Using Valve Index Base Station for Indoor Positioning

Hi everyone,

We are a team at LuminousBees working on indoor drone choreography. Our entire fleet relies on ArduPilot, ranging from 5" outdoor RTK quads down to our sub-100-gram Mini Bee designed for safe, close-proximity indoor flights.

We are currently working on bringing SteamVR Lighthouse v2 tracking to ArduPilot to achieve millimeter indoor precision for large swarms. Our goal with this thread is not just to present a project, but to involve the ArduPilot dev community. We want to discuss the best approaches, hypotheses, and architectural decisions to ensure this is implemented into the ArduPilot core the right way.

The Challenge

Finding a low-cost, reliable solution for indoor positioning is notoriously difficult.
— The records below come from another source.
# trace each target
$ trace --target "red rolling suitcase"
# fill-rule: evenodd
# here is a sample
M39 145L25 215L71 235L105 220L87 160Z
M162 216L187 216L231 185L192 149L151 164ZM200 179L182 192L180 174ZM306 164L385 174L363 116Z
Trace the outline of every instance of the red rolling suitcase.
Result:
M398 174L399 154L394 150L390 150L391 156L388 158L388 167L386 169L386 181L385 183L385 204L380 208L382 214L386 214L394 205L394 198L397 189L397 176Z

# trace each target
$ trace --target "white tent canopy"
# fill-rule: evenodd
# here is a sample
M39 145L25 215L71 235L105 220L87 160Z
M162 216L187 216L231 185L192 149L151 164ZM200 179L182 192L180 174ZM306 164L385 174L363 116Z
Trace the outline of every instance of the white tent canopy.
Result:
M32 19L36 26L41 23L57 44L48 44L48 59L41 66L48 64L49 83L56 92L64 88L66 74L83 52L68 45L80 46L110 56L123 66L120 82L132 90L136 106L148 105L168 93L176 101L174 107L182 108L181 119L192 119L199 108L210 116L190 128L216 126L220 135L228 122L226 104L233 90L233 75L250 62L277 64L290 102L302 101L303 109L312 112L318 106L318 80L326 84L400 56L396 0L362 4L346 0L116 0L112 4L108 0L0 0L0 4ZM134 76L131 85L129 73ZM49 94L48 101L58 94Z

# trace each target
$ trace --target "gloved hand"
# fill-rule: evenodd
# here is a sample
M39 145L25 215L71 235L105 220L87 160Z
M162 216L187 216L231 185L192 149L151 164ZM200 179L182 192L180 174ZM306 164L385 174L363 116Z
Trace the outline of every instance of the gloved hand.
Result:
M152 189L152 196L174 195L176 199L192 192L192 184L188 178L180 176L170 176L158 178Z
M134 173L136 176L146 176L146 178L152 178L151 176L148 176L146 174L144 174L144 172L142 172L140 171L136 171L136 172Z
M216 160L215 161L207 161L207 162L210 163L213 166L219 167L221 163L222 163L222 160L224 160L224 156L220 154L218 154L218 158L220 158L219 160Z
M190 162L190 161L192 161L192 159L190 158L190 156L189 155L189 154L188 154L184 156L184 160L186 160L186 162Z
Approaches like VIO and LIO require expensive embedded sensors and heavy compute on each drone, making swarms financially unfeasible. Motion Capture (MoCap) solves the per-drone cost issue, but the initial facility cost keeps it confined to well-funded labs.

We need a system where the infrastructure is a low, one-time cost, and the per-drone cost remains negligible.

The Hardware Approach: SteamVR Lighthouse V2

Coming from the VR world, the Lighthouse V2 tracking system inverts the perception problem: base stations sweep the room with infrared laser planes, and each drone only needs a cheap array of photodiode sensors to detect them. The intelligence lives in the geometry, not in the onboard hardware.

Each base station uses a single fast-spinning rotor that produces two angled “V”-shaped sweeps per rotation. Our receiver board uses the TS4231 light-to-digital converter paired with compatible photodiodes. Because Lighthouse v2 modulates its laser with a unique identifying code (no optical sync flash required), the receiver can recognize which base station it is seeing and recover timing from the sweeps alone.

By measuring the interval between the two sweep crossings, the system computes the azimuth and elevation of the sensor relative to the base station. With four sensors rigidly mounted on the drone and known base station poses, the full 6-DoF pose (position and orientation) becomes observable.

Prior Art

This approach is well-validated. Bitcraze uses this actively with their Crazyflie “Lighthouse positioning deck,” computing full pose entirely onboard with 2–4 cm Euclidean errors compared to MoCap. Independent robotics literature has also validated this down to RMS errors of ~7-11 mm using a self-calibration algorithm.

Adding a drone to this system means adding only a small sensor PCB and a microcontroller (tens of dollars), while the base stations are a one-time cost in the low hundreds.

How to best implement this in ArduPilot?

This is where we are looking for community guidance. To make this a robust, native integration, we have a few key architectural questions:

1. Visual Odometry Inspired Solution: The first idea that comes to mind when implementing this new position estimator is sending the calculated position to ArduPilot using VISION_POSITION_ESTIMATE. This MAVLink message is chosen instead of the preferred ODOMETRY because the Lighthouse localization doesn’t give us speed information. However, for the first implementation we expected to send blank rotation information and relying on the compass for Yaw estimate. Is this a problem? Should we use another MAVLink message?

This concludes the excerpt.